The plane plunged into an area surrounded by hilly fields of corn and hay. The downtown contains old homes, service and fire stations, a single country store and three steepled churches.

In this borough, 85 miles southeast of Pittsburgh, people earn their living the same way their ancestors did - farming, mining coal, harvesting lumber and teaching their children.

Others work in the commerce centers of Somerset, nine miles away, and Johnstown, 30 miles away.

"I've lived through three major floods and a fire that totally destroyed my business," said Mayor Ernest R. Stull, 77, who once owned a car dealership. "But I've never seen anything even beginning to approach this. I just came up the road and the sight blows my mind apart."

Many others were similarly affected.

"I went to a funeral [Tuesday]," said the Rev. Sylvia Baker, 67, pastor of the Shanksville Assembly of God Church. "I knew people were getting married and having babies, washing dishes and going to work and then life changed for all of us. Who would have ever thought that in this little hamlet, any international incident would happen in our back yard?

"As one pastor said, 'The world never knew where Shanksville was. Now they'll never forget.'"

Residents here look forward to seasonal craft fairs, tiny festivals in nearby towns and the annual Shanksville community picnic, scheduled each August at the same time as class reunions so anyone who has ever lived here can come.

"An invitation to a neighbor's pig roast is a big deal," said Matthew Duppstadt, who has lived in town all of his 38 years and has run his own custom butcher shop for the past 15. "We're pretty simple folk."

Yesterday, they were trying to help as best they could.

At the volunteer fire station, firefighters shuttled donated food from area merchants to a command center for the unexpected out-of-town visitors.

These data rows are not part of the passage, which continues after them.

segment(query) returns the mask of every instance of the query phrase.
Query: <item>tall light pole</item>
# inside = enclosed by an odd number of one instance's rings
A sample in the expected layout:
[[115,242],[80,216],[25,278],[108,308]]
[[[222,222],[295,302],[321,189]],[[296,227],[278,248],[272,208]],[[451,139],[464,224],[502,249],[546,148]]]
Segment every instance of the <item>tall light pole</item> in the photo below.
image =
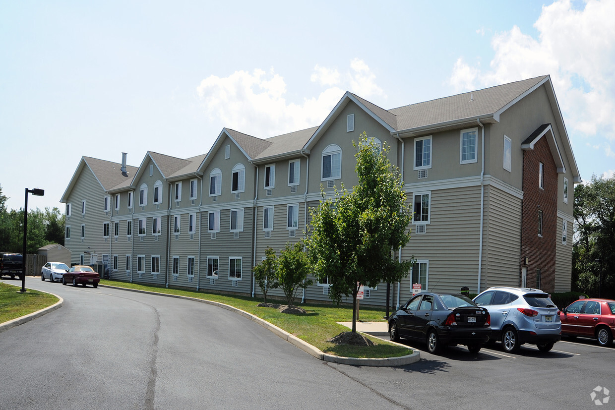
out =
[[26,243],[27,243],[26,237],[28,235],[28,193],[30,192],[33,195],[36,195],[38,197],[42,197],[45,195],[44,189],[39,189],[38,188],[34,188],[34,189],[28,189],[26,188],[26,200],[25,203],[23,205],[23,262],[22,266],[22,288],[19,291],[20,292],[26,291],[26,261],[28,259],[27,254],[26,254]]

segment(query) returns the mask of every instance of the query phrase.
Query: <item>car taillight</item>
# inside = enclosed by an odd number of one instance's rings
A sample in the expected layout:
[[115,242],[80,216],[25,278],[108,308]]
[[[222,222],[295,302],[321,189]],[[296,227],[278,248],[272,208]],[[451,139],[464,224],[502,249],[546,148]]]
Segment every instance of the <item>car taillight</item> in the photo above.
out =
[[530,316],[530,317],[534,317],[538,315],[538,312],[534,309],[528,309],[527,307],[517,307],[517,310],[526,316]]
[[445,326],[450,326],[451,325],[456,325],[456,324],[457,323],[455,322],[454,313],[451,313],[450,315],[449,315],[448,317],[446,318],[446,321],[444,322]]

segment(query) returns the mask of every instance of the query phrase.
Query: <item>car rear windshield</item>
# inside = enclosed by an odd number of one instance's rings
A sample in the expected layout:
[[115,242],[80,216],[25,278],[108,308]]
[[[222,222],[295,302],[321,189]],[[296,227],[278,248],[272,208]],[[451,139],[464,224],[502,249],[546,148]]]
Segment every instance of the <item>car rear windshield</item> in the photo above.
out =
[[523,295],[523,299],[528,305],[534,307],[555,307],[547,293],[527,293]]
[[469,298],[461,294],[441,294],[440,298],[446,309],[454,309],[463,306],[476,306]]

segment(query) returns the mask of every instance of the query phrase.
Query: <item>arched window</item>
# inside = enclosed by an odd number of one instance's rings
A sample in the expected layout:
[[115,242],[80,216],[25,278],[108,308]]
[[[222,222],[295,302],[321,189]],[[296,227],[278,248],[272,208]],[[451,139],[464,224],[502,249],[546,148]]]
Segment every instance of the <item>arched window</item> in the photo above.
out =
[[342,149],[335,144],[322,151],[321,180],[338,179],[341,177]]

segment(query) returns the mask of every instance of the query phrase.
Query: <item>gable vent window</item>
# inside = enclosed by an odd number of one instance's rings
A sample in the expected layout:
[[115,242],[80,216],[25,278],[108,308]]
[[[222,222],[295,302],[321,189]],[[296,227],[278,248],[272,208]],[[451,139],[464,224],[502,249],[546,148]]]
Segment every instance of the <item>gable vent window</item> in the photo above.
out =
[[351,114],[346,119],[346,132],[354,131],[354,114]]

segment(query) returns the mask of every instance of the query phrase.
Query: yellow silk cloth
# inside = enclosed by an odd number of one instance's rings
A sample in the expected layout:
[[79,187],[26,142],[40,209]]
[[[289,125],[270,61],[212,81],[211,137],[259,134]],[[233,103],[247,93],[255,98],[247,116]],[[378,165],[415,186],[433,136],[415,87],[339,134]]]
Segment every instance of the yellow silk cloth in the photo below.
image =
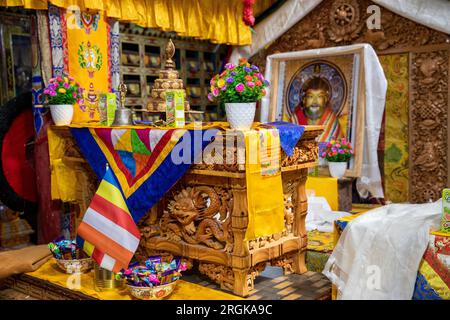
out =
[[109,91],[108,28],[105,15],[101,13],[96,28],[70,27],[76,23],[75,14],[65,14],[67,23],[67,51],[69,74],[84,91],[83,106],[75,105],[74,123],[98,122],[100,93]]
[[338,180],[331,177],[308,177],[306,179],[306,193],[308,190],[314,190],[316,197],[327,199],[331,210],[339,209],[338,201]]
[[[131,300],[133,297],[128,293],[127,288],[98,292],[94,289],[94,271],[81,274],[80,281],[75,275],[63,273],[54,259],[47,261],[42,267],[28,275],[49,281],[64,288],[84,293],[88,296],[100,300]],[[179,280],[173,293],[167,300],[242,300],[241,297],[234,296],[222,291],[206,288],[198,284]]]
[[75,157],[73,159],[67,157],[66,152],[70,154],[73,146],[58,130],[49,127],[47,135],[52,200],[85,203],[92,197],[89,192],[89,185],[92,182],[89,181],[90,177],[85,169],[87,164]]
[[49,4],[104,11],[110,18],[213,43],[252,42],[250,27],[242,21],[242,0],[0,0],[0,6],[25,9],[46,10]]
[[[282,232],[284,226],[283,184],[280,170],[280,137],[276,129],[243,131],[245,136],[245,178],[247,181],[248,226],[246,240]],[[261,152],[262,151],[262,152]],[[271,161],[272,160],[272,161]],[[263,175],[261,163],[276,173]]]

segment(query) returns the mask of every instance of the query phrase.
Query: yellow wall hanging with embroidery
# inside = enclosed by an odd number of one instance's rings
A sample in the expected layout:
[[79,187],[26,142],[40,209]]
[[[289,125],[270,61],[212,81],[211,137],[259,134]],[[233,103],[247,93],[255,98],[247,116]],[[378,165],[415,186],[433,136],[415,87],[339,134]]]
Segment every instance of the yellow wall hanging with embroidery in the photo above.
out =
[[84,88],[84,102],[74,110],[73,123],[98,122],[100,94],[109,91],[108,25],[104,14],[65,14],[68,72]]

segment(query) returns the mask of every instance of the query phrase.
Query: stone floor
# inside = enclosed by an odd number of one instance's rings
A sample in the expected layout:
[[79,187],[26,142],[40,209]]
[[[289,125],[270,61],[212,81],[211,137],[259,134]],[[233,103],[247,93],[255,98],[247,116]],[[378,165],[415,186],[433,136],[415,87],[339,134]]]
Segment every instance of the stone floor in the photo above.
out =
[[[183,280],[221,290],[220,286],[199,274],[183,276]],[[227,292],[227,291],[226,291]],[[331,282],[321,273],[283,275],[282,269],[266,267],[256,278],[255,289],[248,300],[330,300]]]

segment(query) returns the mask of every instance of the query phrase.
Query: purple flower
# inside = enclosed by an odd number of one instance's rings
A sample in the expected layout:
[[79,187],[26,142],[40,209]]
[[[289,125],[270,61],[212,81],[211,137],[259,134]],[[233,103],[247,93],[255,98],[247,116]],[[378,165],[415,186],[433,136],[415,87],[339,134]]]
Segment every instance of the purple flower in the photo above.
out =
[[236,66],[234,65],[234,64],[232,64],[232,63],[227,63],[226,65],[225,65],[225,68],[227,68],[228,70],[231,70],[231,69],[234,69]]
[[242,91],[244,91],[245,87],[244,87],[244,85],[242,83],[238,83],[236,85],[235,89],[236,89],[237,92],[242,92]]

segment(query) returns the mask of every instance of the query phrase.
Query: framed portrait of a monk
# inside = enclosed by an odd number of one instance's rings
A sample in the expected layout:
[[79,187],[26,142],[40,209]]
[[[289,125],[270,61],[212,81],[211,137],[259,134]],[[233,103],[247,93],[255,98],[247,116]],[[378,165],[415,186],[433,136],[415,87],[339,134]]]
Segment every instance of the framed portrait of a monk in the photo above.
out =
[[[268,121],[320,125],[319,149],[346,138],[355,156],[346,176],[361,172],[364,141],[364,66],[362,50],[321,55],[320,50],[274,55],[270,61],[271,92]],[[268,57],[270,58],[270,56]],[[319,150],[319,153],[321,150]]]

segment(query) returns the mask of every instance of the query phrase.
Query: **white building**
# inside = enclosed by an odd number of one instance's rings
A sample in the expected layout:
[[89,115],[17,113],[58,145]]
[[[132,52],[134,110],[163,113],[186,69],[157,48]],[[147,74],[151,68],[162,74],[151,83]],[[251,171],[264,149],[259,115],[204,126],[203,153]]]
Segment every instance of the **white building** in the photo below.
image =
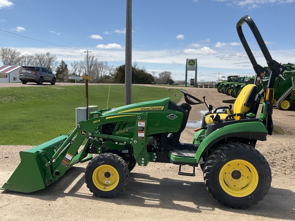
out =
[[19,82],[18,71],[22,66],[0,67],[0,83]]

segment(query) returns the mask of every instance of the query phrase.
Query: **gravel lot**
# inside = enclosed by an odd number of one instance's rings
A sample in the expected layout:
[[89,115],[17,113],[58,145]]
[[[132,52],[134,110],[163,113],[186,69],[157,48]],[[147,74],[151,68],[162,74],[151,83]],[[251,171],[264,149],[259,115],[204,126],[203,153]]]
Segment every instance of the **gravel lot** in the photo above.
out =
[[[11,84],[5,84],[0,86]],[[59,85],[66,84],[57,83],[55,86]],[[221,101],[229,99],[216,89],[187,90],[200,99],[205,95],[207,103],[215,107],[224,106]],[[200,121],[201,111],[206,109],[204,104],[193,106],[189,120]],[[275,108],[273,120],[275,134],[257,145],[271,167],[271,187],[264,199],[250,209],[231,209],[216,202],[206,189],[199,168],[196,169],[195,177],[180,176],[177,165],[164,163],[137,166],[130,173],[127,189],[118,197],[96,197],[85,184],[85,163],[74,166],[58,182],[44,190],[29,194],[0,190],[0,220],[294,220],[295,113]],[[193,129],[185,129],[182,142],[192,142]],[[31,147],[0,146],[1,186],[19,163],[19,151]]]

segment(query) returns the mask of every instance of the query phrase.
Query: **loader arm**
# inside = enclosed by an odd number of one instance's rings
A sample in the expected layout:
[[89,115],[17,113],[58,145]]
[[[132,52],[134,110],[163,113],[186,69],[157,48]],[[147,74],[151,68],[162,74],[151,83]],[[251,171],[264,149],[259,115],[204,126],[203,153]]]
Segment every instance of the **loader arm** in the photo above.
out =
[[[115,122],[118,118],[134,122],[138,132],[132,137],[100,132],[99,128],[102,124]],[[91,160],[92,154],[89,153],[89,144],[92,141],[101,139],[132,145],[137,162],[145,166],[154,158],[146,150],[149,142],[145,130],[147,118],[144,114],[124,113],[100,116],[81,121],[69,135],[61,135],[33,148],[21,151],[20,163],[2,189],[29,193],[45,188],[64,175],[76,163]],[[95,152],[101,153],[100,143],[94,143]]]

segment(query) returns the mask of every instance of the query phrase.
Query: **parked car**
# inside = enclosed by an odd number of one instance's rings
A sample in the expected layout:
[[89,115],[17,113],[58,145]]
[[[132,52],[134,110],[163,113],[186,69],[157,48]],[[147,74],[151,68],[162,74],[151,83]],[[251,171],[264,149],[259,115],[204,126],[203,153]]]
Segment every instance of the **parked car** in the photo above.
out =
[[56,77],[46,68],[35,66],[22,66],[18,72],[18,78],[24,84],[33,82],[41,85],[43,82],[55,84]]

At the crater caused by the crash, federal investigators paced about, looking for the "black box," the voice data recorder - and for human remains.

The plane was broken into such small bits that the largest piece found so far appears to be a part of an engine the size of a kitchen sink.

"We cannot overstate how methodical and painstaking this process will be," said Roland Corvington, FBI special agent from Pittsburgh.

Federal authorities expect the search to last from three to five weeks, which means the borough won't return to normal for quite a while, if ever again.

The Associated Press contributed to this article.